In Sydney, for example, each municipality generally has one large shopping centre which is "protected from competition to a degree by planning legislation," Bailey says.

The result is a "multi-layered" shopping centre with a formal food provision – generally a supermarket as well as grocers, butchers and other specialty food shops.

A tighter regulatory environment has also protected Australia from the "dead malls" seen so often in the US, where dozens of shops lie empty in deserted retail developments. In Australia, where there is less retail floor space per capita than in the US, demand for retail space remains high.

Bailey sees Australia sitting somewhere between Europe and the US in its approach to retail development.

"Our planning is influenced by European ideas and our business models we import from America. England, for example, has tighter planning laws and different kinds of property ownership structures, which means it has fewer shopping centres than Australia," he says.

Adapt or die

The demise of the department store as society's leading taste-maker due to the combined effect of closures, consolidation and the internet has created an existential challenge for mall owners.

Young people today are more likely to take their style cues from Instagram than from a bricks-and-mortar department store.

"If that is the anchor for your mall, and those stores closed, or those stores aren't attracting people, that's a real problem," says author Alexandra Lange.

To survive, malls have had to diversify and adapt to changing consumer preferences.

With the decline of mass shopping culture, "the smartest mall owners have recognised that they couldn't keep doing things the same way they always had," Lange says.

Some malls introduced sophisticated food halls while others invested in family entertainment. "Instead of an anchor department store, you'll have a trampoline park," she says.

Others have transformed into what Lange calls "ethnic marketplaces" that serve a multicultural population.

In Asia, a new type of mall – one that is urban and vertical – developed to suit a distinctly different urban environment.

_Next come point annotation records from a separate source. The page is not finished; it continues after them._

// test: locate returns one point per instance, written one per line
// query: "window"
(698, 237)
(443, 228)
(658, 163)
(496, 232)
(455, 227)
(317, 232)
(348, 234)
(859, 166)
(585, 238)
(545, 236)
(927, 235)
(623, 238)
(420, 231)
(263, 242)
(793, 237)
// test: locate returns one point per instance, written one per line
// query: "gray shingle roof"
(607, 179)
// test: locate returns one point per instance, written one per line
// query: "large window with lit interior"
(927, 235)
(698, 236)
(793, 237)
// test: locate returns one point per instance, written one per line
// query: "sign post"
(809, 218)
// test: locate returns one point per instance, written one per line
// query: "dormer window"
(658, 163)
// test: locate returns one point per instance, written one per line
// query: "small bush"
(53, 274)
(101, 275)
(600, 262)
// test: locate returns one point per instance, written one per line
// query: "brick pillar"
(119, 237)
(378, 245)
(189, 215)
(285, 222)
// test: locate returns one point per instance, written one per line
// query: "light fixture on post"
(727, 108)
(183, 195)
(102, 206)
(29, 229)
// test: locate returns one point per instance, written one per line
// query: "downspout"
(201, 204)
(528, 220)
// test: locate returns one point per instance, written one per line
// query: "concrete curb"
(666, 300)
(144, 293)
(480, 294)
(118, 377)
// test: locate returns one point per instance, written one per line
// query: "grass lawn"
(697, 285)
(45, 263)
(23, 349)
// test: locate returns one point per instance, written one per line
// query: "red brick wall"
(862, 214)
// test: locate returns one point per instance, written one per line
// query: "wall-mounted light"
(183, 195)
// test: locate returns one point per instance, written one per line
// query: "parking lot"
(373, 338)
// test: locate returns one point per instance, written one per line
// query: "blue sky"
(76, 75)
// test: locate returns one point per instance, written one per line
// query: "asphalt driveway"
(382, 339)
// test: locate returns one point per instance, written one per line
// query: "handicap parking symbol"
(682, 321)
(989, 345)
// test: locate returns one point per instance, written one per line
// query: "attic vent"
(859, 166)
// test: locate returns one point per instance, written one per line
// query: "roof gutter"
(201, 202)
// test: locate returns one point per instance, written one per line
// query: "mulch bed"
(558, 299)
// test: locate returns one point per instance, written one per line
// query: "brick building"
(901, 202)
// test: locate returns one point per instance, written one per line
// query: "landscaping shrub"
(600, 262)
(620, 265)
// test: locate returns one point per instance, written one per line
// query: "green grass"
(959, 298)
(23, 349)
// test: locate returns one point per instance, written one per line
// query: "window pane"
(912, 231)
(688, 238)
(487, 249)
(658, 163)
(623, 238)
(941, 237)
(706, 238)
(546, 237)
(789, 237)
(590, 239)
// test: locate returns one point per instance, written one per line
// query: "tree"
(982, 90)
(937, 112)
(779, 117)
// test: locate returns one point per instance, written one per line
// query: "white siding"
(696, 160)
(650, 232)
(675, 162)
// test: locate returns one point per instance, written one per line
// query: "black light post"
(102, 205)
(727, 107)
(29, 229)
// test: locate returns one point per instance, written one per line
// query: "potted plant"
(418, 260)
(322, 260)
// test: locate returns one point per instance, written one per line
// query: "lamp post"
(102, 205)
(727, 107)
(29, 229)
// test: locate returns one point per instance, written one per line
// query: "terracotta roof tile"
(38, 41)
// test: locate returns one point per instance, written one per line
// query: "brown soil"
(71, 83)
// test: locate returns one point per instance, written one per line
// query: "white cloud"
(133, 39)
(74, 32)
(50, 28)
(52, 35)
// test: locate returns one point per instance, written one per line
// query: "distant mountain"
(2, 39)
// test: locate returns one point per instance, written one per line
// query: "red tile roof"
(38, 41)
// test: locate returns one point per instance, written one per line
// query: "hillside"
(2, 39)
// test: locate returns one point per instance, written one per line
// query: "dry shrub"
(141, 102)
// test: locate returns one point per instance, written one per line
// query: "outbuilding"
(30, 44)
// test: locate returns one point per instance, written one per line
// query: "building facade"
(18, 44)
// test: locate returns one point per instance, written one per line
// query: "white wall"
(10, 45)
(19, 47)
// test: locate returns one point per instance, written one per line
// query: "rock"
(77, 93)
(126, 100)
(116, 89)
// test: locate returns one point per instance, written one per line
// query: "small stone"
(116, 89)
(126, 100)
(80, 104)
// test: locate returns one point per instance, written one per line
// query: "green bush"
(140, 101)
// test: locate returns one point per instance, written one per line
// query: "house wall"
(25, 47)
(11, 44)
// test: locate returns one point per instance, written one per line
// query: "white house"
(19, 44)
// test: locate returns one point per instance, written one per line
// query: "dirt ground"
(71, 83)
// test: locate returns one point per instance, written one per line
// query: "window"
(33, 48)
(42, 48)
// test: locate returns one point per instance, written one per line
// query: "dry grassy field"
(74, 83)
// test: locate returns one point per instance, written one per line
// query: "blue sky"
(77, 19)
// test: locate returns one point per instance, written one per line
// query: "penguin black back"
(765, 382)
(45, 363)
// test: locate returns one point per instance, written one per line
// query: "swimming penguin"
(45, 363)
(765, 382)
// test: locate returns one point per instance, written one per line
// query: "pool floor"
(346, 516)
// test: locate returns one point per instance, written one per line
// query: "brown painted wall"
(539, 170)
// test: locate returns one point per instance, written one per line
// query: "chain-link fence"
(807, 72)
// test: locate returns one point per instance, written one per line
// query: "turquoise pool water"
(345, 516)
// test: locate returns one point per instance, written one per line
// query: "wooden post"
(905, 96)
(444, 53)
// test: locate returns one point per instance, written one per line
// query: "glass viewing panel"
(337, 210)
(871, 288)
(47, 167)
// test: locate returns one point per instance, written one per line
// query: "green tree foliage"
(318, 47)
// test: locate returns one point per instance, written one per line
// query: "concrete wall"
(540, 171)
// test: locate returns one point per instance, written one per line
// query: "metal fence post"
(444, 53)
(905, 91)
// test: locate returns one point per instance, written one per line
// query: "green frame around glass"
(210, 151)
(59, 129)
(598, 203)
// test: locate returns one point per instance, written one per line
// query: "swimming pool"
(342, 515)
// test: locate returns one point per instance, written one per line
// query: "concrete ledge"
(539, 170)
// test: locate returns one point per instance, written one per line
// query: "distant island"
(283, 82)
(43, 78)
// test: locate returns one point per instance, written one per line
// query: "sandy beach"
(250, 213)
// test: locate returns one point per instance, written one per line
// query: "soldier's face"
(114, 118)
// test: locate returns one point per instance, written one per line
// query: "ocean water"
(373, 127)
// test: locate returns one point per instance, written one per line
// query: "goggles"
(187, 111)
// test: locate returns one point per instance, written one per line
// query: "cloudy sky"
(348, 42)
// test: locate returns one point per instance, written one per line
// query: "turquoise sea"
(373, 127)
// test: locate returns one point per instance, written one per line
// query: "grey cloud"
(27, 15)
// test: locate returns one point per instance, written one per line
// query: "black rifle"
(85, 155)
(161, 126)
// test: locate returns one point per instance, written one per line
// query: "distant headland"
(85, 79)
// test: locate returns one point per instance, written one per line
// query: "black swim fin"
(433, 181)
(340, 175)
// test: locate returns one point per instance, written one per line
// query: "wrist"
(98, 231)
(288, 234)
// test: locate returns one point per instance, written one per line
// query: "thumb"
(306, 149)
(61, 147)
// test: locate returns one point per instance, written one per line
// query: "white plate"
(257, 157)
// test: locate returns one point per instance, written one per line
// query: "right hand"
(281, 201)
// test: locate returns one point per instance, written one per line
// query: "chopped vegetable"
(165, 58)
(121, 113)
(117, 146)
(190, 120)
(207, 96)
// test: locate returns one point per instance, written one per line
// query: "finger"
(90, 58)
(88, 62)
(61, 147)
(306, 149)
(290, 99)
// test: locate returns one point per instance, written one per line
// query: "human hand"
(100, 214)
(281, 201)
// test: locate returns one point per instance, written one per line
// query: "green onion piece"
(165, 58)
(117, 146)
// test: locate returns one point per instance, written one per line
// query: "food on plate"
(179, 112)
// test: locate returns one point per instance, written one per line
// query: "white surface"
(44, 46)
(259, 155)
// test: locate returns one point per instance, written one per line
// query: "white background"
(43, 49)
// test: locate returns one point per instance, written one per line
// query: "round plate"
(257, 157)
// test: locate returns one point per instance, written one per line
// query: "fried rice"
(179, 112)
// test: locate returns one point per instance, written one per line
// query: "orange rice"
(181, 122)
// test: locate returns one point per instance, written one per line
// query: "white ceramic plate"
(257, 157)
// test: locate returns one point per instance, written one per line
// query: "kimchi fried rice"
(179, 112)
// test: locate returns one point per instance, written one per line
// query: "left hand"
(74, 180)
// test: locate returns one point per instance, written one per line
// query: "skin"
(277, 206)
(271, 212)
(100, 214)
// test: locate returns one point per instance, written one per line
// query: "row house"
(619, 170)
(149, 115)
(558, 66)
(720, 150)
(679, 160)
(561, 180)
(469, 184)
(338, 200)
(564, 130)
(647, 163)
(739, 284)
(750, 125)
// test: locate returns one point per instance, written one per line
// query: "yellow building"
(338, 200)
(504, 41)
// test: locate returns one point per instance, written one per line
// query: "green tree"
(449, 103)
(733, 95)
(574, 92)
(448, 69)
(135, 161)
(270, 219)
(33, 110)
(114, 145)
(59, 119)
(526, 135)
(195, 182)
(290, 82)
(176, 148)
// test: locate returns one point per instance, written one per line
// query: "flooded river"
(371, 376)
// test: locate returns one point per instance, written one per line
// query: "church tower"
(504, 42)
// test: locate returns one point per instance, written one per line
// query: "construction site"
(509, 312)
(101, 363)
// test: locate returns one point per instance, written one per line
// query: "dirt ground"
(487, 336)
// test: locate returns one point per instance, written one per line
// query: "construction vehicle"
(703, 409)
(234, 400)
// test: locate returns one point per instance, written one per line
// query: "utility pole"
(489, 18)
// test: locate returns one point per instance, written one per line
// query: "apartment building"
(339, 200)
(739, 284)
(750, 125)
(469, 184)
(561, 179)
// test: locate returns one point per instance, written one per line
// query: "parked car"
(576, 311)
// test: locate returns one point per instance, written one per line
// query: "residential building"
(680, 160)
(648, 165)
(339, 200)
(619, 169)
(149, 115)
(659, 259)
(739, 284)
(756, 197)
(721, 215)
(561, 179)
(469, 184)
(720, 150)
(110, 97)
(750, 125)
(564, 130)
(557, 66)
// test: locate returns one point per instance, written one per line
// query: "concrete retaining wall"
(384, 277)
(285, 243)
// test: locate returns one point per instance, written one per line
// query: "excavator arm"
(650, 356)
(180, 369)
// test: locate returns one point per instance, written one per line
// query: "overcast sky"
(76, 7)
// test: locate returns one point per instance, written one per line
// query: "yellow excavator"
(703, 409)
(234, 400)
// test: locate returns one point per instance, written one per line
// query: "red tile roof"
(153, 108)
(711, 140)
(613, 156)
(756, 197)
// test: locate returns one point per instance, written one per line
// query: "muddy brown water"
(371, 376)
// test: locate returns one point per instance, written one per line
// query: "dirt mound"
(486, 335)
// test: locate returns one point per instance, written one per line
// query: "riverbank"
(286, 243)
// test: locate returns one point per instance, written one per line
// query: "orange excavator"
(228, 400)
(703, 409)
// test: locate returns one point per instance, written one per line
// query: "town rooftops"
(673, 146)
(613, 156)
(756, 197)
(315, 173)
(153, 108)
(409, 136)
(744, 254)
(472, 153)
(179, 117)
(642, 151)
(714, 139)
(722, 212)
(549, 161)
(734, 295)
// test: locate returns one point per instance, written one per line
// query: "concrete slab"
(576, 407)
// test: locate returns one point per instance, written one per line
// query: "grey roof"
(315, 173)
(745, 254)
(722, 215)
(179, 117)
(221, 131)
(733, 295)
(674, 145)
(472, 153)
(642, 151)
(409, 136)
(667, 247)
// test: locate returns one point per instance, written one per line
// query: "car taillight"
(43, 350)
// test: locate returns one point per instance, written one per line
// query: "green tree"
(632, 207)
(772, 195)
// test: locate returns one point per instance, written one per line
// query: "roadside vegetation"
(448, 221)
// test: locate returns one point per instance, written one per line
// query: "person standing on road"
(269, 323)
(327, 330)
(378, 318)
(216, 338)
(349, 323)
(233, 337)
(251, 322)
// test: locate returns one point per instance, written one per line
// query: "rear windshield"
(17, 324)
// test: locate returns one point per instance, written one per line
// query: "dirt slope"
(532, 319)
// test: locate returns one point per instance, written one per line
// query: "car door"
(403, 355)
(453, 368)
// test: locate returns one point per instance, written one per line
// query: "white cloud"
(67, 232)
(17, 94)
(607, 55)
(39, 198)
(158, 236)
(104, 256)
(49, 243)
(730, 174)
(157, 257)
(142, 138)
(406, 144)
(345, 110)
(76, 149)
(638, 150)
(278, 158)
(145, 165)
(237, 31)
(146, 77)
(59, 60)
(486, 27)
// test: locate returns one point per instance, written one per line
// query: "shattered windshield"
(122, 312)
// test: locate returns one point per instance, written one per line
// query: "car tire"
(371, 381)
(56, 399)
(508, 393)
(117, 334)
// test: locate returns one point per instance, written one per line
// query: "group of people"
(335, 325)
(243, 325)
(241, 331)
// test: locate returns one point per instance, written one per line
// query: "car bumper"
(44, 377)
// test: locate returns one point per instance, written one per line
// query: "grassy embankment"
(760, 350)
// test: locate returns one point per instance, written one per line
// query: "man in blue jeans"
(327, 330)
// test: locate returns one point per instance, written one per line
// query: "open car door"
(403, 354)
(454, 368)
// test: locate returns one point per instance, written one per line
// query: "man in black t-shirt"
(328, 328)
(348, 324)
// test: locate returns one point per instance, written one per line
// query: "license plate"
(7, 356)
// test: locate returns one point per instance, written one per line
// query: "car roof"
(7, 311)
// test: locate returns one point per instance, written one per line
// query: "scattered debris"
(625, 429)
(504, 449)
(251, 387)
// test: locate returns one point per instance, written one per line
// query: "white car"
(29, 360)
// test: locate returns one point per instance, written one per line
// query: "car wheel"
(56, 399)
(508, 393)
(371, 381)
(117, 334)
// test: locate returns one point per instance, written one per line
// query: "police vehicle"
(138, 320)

"In Chinese cities, the mall is often a respite from the density and intensity of the city outside, whereas in the US, the mall is kind of an intensifier – it's the one place people can go where they know they're going to see other people and be walking around with other people rather than in their cars," says Lange.

The 21st-century mall

Retail historian Matthew Bailey says the future of the mall lies in further diversification: "We tend to think of the shopping centre purely in terms of retail, but they encompass a far wider range of functions than just shopping."

Made from "big slabs of concrete", large shopping centres look monolithic, "[but] the people who manage them are very adept at responding to market conditions, incorporating new technologies – even online [retail]," he says.

Viewed as a "privately owned public space", the mall can house anything, from schools to whole communities, says Bailey, who believes the mall's future is secure – for now.

"Any talk of the mall disappearing or dying is very premature. They'll be around for quite a long time because they still work very effectively as a social and commercial space."